5. Tenemos que hacer lo que sea necesario para alcanzar a los perdidos.

Lo que hace crecer a la iglesia en cualquier época no cambia: creer en el evangelio, comprometerse con la autoridad de las Escrituras, comprometerse profundamente con la oración y estar dispuesto a hacer lo que sea necesario para ganar a los perdidos. Jesús resumió su ministerio como "buscando y salvando a los perdidos" (Lucas 19:10). Así debería resumirse el nuestro.

Uno de mis recuerdos favoritos del seminario fue cuando mi profesor de teología, el Dr. Paige Patterson, llegó a ese verso (Lucas 19:10) y nos miró a todos y nos dijo:

“¿Sabes por qué perseguimos el resurgimiento conservador? ¿Sabes por qué luchamos por la infalibilidad de las Escrituras y en contra de la misión de nuestros seminarios? Se trata de buscar y salvar a los perdidos. Nada más vale tu energía. Todo lo que haces en el ministerio debe evaluarse a través de la lente de "¿Nos ayuda esto a buscar y salvar a los perdidos?"

¿Quién es tu UNO?

En 1954, la Convención de Iglesias Bautistas del Sur estableció un objetivo de lograr que 1 millón de personas llegaran a la Escuela Dominical. Lo llamaron la campaña “Millones más en '54”. Era una gran meta loca, y aunque no alcanzaron 1 millón, pudieron involucrar a 600,000 personas, mucho más de lo que se estaba haciendo anteriormente. Muchas de esas personas confiaron en Cristo por primera vez. Eso es lo que sucede cuando se pinta una visión de lo posible: las personas se apropian de ella y el Espíritu comienza a moverse de nuevas maneras.

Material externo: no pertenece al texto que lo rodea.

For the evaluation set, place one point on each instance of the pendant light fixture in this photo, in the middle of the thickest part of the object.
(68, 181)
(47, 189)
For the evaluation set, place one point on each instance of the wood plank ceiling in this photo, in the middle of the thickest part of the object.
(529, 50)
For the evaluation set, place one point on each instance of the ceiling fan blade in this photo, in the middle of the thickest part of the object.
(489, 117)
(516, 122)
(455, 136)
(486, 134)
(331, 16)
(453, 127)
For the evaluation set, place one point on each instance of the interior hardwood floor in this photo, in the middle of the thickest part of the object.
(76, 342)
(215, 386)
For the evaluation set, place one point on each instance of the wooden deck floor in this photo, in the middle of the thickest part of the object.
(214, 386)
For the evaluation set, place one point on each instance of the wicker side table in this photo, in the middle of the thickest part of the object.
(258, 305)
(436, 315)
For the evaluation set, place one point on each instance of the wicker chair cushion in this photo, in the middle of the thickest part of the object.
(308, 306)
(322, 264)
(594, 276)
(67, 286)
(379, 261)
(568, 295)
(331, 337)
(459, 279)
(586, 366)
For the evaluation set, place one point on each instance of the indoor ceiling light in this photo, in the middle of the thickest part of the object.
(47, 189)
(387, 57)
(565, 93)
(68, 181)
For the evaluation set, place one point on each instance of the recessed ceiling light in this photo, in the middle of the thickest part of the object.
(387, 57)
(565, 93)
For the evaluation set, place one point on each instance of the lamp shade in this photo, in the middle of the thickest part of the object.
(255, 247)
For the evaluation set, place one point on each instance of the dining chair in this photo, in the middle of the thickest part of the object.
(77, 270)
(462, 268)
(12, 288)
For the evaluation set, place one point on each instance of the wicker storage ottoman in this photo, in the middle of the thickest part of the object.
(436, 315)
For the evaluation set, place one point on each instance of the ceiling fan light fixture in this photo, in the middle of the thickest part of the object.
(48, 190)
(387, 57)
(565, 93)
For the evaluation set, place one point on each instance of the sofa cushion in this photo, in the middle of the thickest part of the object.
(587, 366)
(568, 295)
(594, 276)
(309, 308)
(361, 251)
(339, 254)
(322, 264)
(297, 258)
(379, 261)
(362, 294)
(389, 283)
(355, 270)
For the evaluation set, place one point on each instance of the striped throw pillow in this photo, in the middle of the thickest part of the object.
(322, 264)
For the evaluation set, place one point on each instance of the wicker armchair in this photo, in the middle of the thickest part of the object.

Recientemente, en The Summit Church, intentamos algo similar. Le pedimos a cada miembro de nuestra congregación que identifique a una persona por la que podrían orar y buscar traer a Cristo durante el año. La frase que seguimos repitiendo fue: "¿Quién es tu UNO?" No es una idea elaborada o complicada, pero esta simple idea nos llevó a nuestro año hasta la fecha más eficaz evangelisticamente.

Debido a este impulso intencional hacia el evangelismo, terminamos bautizando a 700 personas el año pasado. Qué increíble alegría fue que la gente se me acercara a mí en la iglesia y dijera: “Pastor, esta es mi UNO”. O para verlos en el baptisterio con alguien y luego decirme: “¡Esa era ella! ¡Ella era mi UNO!

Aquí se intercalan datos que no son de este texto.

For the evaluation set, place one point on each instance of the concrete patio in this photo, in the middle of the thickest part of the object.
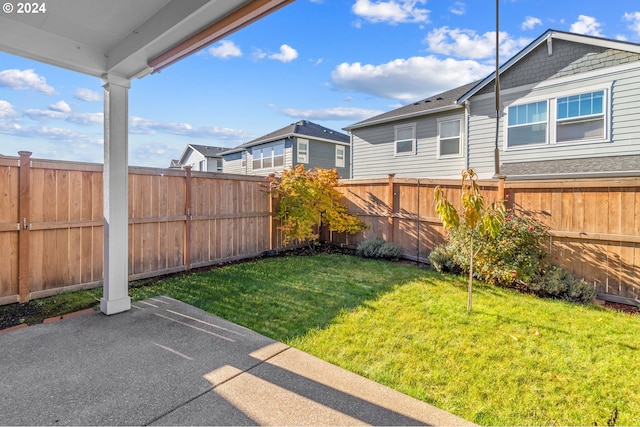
(165, 362)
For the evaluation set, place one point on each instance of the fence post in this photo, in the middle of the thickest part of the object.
(391, 207)
(187, 223)
(501, 179)
(25, 217)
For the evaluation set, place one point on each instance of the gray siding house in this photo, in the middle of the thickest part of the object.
(202, 158)
(569, 106)
(303, 142)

En cualquier fin de semana dado, hay más de 5 millones de bautistas del sur reunidos para adorar en todo el país. ¿Te imaginas el impacto que haríamos si cada uno de ellos le pidiera a Dios que le permita llevar a una persona a Cristo el año que viene?

Construye intencionalmente una relación con una persona en el transcurso de este año para compartir el Evangelio e invitarle a confiar en Cristo como Señor y Salvador.